Central Division Part I
Odds c/o Bovada
The Central Division at first glance appears to have no contending teams. But that would be greatly depreciating the rapid improvement of the Indiana Pacers and the always-intriguing prospects of the Milwaukee Bucks. We will touch on them both, respectively, in part II of the Central Division analysis, but let us first take a look at the three-worst teams in the division, with an eye—of course—on determining what to do with those pesky over/under on three teams that may be a bit ignored by the casual fan and national stage at large.
That hardly means there is no value in betting these futures bets on Chicago, Cleveland, and Detroit, though.
Chicago: Over/under 30 wins
The Chicago Bulls are an interesting team for a number of reasons, but the foremost of them is second-year forward Lauri Markkanen. Markkanen comes from Arizona University, and the comparisons for his game have ranged, but the praise remains high, with many likening the youngster to a perhaps more-mobile but less skilled version of Dirk Nowitzki. He made the First Team All-Rookie selections a year ago, and with a healthy Zach LaVine, he could potentially help form a quite underrated duo in the Windy City this year.
Adding to that, the Bulls acquired Jabari Parker, a former No. 2 overall pick who has somewhat disappointed through his NBA career thus far, but also due to the fact he has torn his ACL in the same knee twice now. He may find new life in Chicago. Kris Dunn is a No. 4 overall who came with LaVine when the Bulls dealt Jimmy Butler, and he has made strides as a heady defensive guard who’s well capable of leading a team.

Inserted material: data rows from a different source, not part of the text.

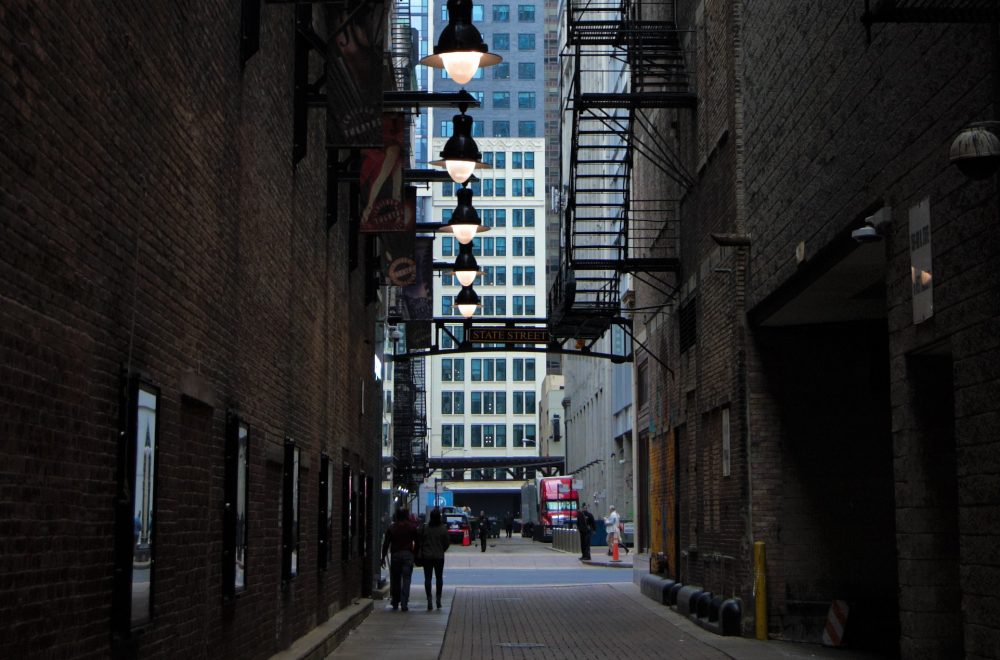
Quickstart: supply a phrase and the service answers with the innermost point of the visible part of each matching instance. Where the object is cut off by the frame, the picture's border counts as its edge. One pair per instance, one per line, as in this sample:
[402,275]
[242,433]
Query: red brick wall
[152,220]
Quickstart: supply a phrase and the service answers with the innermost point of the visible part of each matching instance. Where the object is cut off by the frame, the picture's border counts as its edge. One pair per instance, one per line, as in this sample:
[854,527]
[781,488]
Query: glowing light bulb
[461,66]
[460,170]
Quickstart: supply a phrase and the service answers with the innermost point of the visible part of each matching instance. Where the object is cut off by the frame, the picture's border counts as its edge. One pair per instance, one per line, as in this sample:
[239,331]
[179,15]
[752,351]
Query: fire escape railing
[629,61]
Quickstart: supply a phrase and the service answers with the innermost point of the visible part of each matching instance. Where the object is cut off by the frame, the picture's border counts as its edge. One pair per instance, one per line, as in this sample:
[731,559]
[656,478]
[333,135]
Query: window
[524,435]
[452,403]
[453,370]
[524,403]
[524,369]
[489,435]
[489,403]
[452,435]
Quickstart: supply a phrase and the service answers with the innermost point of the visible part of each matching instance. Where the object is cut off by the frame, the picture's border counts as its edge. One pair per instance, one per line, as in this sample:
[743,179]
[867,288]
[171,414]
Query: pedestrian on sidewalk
[484,529]
[398,548]
[613,526]
[585,525]
[433,544]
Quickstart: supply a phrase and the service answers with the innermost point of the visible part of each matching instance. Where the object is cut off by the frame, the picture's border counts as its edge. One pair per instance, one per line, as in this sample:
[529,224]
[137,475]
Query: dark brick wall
[152,221]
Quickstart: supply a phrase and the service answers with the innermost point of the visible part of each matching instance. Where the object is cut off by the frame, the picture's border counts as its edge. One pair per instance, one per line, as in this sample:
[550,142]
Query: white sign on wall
[921,280]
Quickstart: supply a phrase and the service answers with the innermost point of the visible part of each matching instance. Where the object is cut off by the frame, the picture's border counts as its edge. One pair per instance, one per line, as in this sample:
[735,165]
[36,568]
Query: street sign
[503,335]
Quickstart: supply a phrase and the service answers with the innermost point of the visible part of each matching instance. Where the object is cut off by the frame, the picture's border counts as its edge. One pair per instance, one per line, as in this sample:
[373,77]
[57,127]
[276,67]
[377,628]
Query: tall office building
[484,404]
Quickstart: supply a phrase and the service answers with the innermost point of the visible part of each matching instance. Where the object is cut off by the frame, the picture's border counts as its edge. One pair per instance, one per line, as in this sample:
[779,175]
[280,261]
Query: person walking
[398,548]
[484,529]
[433,544]
[612,526]
[585,525]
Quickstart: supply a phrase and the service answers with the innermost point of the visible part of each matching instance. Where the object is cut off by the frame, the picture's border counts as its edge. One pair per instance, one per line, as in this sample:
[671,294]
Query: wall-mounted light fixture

The Bulls lack depth, but Bobby Portis is a bit of a talented ball hog who could bail out the second unit regularly (Though likely ending up despised by his teammates for his lack of sharing). Those are all minor issues for the Bulls, while it focuses on developing chemistry and its young talent in a season that will unlikely result in a postseason berth. Bovada sets the over/under at 30 wins, and this seems just a tad on the low-side, and mostly due to Markkanen. We like the Bulls to just exceed that mark at about 32 to 35 wins, making this an OVER.
Cleveland Cavs: Over/under 30.5 wins
Despite the outlandish words of Tristan Thompson, that the East still runs through the Cleveland Cavaliers, no one outside of the Kardashian family really seems to believe this. The Cavaliers are rebuilding, and it will be a while before it lands a major talent capable of driving it to the levels of success it experienced under hometown legend LeBron James.
Instead, the Cavs will turn to the likes of Rodney Hood and rookie Collin Sexton for production, while even maybe hoping Kevin Love somehow returns to the form he once showed as a Minnesota Timberwolf. But no one is really betting on that, or the Cavs, to make much noise. Sexton is a talented 1-man, and has been a pick by some for the Rookie of the Year award, but he has an uphill battle because point guards typically take the longest to adjust to the rigors of NBA basketball.
The Cavs do have some depth, but it lacks high-end talent and to expect Jordan Clarkson and Larry Nance Jr. to light the league on fire off the bench is probably also unreasonable. As is the Vegas mark at 30.5 wins. Expect Cleveland to probably be the worst team in the East, particularly if J.R. Smith decides he is now the superstar of this talent-bereft team. We like the UNDER, simply due to the sheer lack of upside on this roster. Even if Sexton breaks out and adjusts rapidly, the best case scenario still involves Love finding form he showed over a half-decade ago, and perhaps Cleveland sports fans now will turn to the Browns as its premier team in a city that has mostly experienced professional sports misery, outside of one trophy brought home by its prodigal son, LeBron James.
Detroit Pistons: Over/under 38.5 wins
The Detroit Pistons are something of an enigma. It features perhaps one of the best 4/5 combos in the East with Blake Griffin and Andre Drummond. Reggie Jackson can certainly, if anything, pour in buckets. And Stanley Johnson is a three-and-D small forward that many teams would likely covet. But there is not much beyond the starters, and Griffin is still struggling to adjust to life without DeAndre Jordan and Chris Paul flanking him. Luke Kennard is an intriguing year-two prospect, and he should get playing time, but to expect the Pistons to make any dramatic leap from last season’s disappointment is probably asking a bit much of the team.
After all, it has Ish Smith as a backup who often sees more minutes than his starter (Jackson), and the team seems to always, somehow, just lack direction. The 38.5 wins seem reasonable, but it is just as easy to envision a sheer disaster, because Griffin is a bit on the injury prone side, and the team lacks outstanding talents beyond his dubious contributions. We like the UNDER if a bet is made, but this is also a safe PUSH, simply because the Pistons are probably going to fall just shy of the postseason which means about 38 wins. So again, that is an UNDER or not at all, but to see this team go .500 or better would be somewhat shocking.